CROSS REGISTERED STUDENTS: email firstname.lastname@example.org for section assignments, as Stellar may take a while to update.
The Fall 18 is almost here! Here is some basic information about 6.036.
The following message was sent to all pre-registered students. Please read it carefully all the way through.
Your first 6.036 “class” will be a lab on September 5 or September 7. It is important to attend a lab meeting in the first week.
The first lecture will be on Tuesday September 11, 9:30-11:00 in 32-123. We are expecting more people than can fit in that room, so there will be a simulcast in 32-155. Each student will be required to attend one lab section for 1.5 hours each week. These meetings will be in 34-501. There are 6 lab times: Wednesdays at 11am and 1pm and Fridays at 9:30am, 11am, 1pm, and 2:30pm.
The Registrar will make an initial assignment to sections. These assignments will appear on Stellar (https://stellar.mit.edu/). We cannot influence these assignments, so please don’t email us requesting a section. For the first week or so of the term, you will be able to make section changes on Stellar, subject to the capacity limits of the room. If you are not assigned a section, please pick one on Stellar. If you are cross-registering, please make sure that you have an MIT email so that you can use Stellar.
You may not attend a section other than your assigned one. At the beginning of each section meeting, there will be a short 15-min quiz (administered on-line). You will not be able to access the quiz if you are not assigned to that section.
Please bring a laptop to your section meeting; if you do not have a laptop we have some available for loan, but it will be better to have a computer you are familiar with, if possible. All other class assignments will be done on-line.
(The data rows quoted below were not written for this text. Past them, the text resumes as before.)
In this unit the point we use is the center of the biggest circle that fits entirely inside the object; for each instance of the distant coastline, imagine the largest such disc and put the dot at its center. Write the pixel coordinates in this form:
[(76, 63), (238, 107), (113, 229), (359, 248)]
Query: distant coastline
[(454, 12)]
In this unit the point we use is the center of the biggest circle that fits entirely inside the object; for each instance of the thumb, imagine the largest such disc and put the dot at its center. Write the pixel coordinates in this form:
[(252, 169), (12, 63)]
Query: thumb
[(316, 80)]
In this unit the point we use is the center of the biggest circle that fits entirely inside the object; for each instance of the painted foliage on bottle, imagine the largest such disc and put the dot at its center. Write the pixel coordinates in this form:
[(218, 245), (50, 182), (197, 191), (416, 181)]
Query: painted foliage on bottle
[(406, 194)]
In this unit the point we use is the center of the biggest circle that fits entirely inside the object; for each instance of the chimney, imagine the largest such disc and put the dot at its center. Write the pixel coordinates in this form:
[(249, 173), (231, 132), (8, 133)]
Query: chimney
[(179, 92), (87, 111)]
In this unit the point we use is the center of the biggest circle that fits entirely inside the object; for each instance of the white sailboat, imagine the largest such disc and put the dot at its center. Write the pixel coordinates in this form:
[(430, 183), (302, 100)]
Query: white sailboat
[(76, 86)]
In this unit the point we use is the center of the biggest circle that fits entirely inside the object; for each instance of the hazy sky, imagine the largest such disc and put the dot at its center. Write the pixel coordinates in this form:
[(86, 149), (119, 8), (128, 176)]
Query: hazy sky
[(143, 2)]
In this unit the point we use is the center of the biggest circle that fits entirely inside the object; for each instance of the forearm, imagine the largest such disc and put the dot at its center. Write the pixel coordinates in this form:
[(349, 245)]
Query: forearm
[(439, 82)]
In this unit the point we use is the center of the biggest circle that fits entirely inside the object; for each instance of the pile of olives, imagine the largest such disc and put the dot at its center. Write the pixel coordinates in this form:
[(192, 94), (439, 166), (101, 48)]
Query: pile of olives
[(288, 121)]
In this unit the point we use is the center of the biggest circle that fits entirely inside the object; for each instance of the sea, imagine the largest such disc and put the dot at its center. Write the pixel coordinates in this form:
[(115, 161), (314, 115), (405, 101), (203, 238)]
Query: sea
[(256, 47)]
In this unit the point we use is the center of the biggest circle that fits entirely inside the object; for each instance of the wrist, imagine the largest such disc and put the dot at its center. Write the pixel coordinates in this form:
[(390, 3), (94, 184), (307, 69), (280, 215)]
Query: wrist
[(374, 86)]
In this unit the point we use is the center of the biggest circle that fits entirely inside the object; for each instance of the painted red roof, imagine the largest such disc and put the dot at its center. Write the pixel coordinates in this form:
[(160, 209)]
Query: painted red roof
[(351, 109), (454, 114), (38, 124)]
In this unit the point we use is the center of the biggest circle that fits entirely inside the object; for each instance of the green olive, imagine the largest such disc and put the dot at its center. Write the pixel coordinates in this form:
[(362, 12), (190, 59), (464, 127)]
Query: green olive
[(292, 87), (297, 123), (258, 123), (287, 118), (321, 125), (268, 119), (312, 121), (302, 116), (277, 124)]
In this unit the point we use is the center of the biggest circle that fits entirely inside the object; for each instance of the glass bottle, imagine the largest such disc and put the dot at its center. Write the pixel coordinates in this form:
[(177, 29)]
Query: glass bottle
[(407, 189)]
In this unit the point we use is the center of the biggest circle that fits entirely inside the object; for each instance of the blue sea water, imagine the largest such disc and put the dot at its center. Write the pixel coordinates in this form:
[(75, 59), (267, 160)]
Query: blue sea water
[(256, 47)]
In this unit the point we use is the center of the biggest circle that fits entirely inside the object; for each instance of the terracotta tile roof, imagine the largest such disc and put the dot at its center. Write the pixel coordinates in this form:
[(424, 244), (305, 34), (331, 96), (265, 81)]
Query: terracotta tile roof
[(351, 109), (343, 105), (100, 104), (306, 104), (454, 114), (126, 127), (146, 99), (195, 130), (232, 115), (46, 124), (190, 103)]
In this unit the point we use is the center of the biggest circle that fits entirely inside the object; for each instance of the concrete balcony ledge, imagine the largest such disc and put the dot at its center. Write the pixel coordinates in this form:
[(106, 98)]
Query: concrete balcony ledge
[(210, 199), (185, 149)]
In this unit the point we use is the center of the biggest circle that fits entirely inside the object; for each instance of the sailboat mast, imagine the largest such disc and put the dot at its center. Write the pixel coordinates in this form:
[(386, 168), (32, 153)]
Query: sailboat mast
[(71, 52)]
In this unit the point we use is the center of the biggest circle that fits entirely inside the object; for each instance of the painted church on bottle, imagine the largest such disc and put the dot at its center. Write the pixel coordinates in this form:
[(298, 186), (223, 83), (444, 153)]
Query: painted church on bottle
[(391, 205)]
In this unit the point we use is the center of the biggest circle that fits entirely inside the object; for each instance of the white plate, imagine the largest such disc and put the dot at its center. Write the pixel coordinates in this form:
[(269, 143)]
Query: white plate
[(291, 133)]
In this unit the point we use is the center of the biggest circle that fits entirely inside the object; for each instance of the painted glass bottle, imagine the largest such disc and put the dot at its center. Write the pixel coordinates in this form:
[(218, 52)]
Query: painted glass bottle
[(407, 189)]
You cannot understand machine learning without understanding vectors, dot products, matrices and partial derivatives well. You should feel comfortable with roughly the first 6 weeks of this 18.02 material. You should be able to do practice exams 1 and 2 (it’s fine if you need to use some reference material or look things up) from 18.02. Some additional exposure to linear algebra (linear independence) and probability (conditional probability, expectations) is helpful but can be picked up along the way. We also expect you to feel very comfortable with writing and, importantly, debugging Python programs.